Why adult shelters are scary for London's homeless youth
Youth Opportunities Unlimited is working to build a youth-only shelter in the city
During her five years living on London's streets, Courtney Bain spent a few nights in homeless shelters geared to adults.
It was a memorable experience, for all the wrong reasons.
"When you're brand new, you're walking into a room full of drug addicts, essentially, and people that have maybe been scarred ... so they're just hard," she said in an interview on London Morning on Monday. You can listen to the interview here.
"You have other adult women coming in to your room at two o'clock in the morning, asking if you have a lighter, [offering to] split their drugs with you. At first, you're shocked and disgusted but as time goes on, you start to try those things. That becomes normal to you. That's how [people] slip."
She said finding a friend in the shelter was essential.
"One would stay up and the other one slept, and then we'd switch," she said. "You didn't know if you fell asleep if your stuff ... would be there in the morning.
Bain said as London's rents rise and vacancy rates fall, more young Londoners are struggling to find stable, affordable housing.
Last week Marisa Collison, 18, shared her story of living on London's streets with CBC London. She spoke about starting the new year off sleeping in a storage closet inside the underground parking lot at CitiPlaza. She's also slept outside in city doorways and parks.
Right now, the Salvation Army operates 30 shelter beds geared to youth at its facility at Horton and Wellington streets.
Working on solutions
Steve Cordes is working to provide more options for young Londoners at risk of homelessness.
His organization, Youth Opportunities Unlimited (YOU), is working to build a 30-bed youth-only emergency shelter on Clarke Rd. near Oxford St. in northeast London.
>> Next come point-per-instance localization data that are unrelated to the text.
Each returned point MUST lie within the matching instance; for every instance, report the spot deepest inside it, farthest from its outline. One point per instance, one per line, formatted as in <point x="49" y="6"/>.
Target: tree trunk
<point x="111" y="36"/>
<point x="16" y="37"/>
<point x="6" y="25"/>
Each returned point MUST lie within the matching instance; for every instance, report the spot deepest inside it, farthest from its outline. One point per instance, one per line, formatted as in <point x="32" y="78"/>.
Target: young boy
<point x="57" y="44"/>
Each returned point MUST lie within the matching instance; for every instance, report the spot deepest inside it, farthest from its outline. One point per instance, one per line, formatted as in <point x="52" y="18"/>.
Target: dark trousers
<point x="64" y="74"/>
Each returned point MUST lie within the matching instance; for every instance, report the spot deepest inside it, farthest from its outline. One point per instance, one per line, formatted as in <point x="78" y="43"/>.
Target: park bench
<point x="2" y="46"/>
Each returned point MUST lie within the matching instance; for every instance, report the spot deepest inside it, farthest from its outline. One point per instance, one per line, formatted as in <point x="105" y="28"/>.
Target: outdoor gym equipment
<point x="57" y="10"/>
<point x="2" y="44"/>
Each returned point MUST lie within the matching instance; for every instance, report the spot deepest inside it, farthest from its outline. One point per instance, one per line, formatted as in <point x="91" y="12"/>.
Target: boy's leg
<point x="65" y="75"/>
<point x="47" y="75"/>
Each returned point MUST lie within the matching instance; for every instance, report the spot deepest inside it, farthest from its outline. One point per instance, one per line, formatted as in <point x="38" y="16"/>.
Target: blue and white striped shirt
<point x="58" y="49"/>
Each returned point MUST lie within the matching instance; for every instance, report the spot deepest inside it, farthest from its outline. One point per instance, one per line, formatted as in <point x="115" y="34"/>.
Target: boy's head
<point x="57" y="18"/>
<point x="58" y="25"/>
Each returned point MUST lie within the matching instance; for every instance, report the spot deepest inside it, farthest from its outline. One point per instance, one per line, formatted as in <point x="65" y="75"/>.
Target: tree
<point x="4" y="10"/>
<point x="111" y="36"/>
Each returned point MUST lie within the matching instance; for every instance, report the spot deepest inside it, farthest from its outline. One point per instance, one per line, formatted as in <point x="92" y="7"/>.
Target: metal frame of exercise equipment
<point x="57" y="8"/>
The organization is also in the process of revamping the former New Yorker movie theatre on the corner of Richmond and York streets into transitional housing for youth families and any young person in need, Cordes said.
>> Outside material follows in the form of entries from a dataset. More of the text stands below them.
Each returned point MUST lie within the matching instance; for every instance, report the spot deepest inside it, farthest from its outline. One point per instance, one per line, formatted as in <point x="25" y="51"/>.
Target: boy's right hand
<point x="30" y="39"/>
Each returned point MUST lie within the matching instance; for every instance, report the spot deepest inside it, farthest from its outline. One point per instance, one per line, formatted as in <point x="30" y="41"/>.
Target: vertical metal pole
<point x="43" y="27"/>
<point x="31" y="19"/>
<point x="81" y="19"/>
That space, dubbed the New Addition, will also be home to a youth wellness centre.
Currently, YOU provides counselling and other drop-in services for at-risk youth, and often sees between 50 and 80 clients a day. Cordes said it's hard to get firm numbers, but he's heard estimates that suggest there are as many as 500 young people in London who experience homelessness.
"There is not affordable housing in this city and that's new to London," said Cordes. "Other cities have grappled with that and that's been their path for a long time. In London, it's very new. We need to create affordable housing. Period."
He said the city also needs to stop looking past the problem.
"How can you write off an 18-year-old person? A civil community doesn't do that."
Bain now has a full-time job and says the turning point came for her when she was 23.
"I was sitting at a community meal and what struck me was the older women, and all of a sudden I just wondered how they got there, how they were in their 40s and 50s still on the street and I knew I didn't want to be that. I knew that I wanted more. I told myself if I didn't get myself together by the time I was 25, I would probably be one of those statistics."
She took advantage of some of the supports offered by YOU.
"Someone decided to help me and that made all the difference," she said.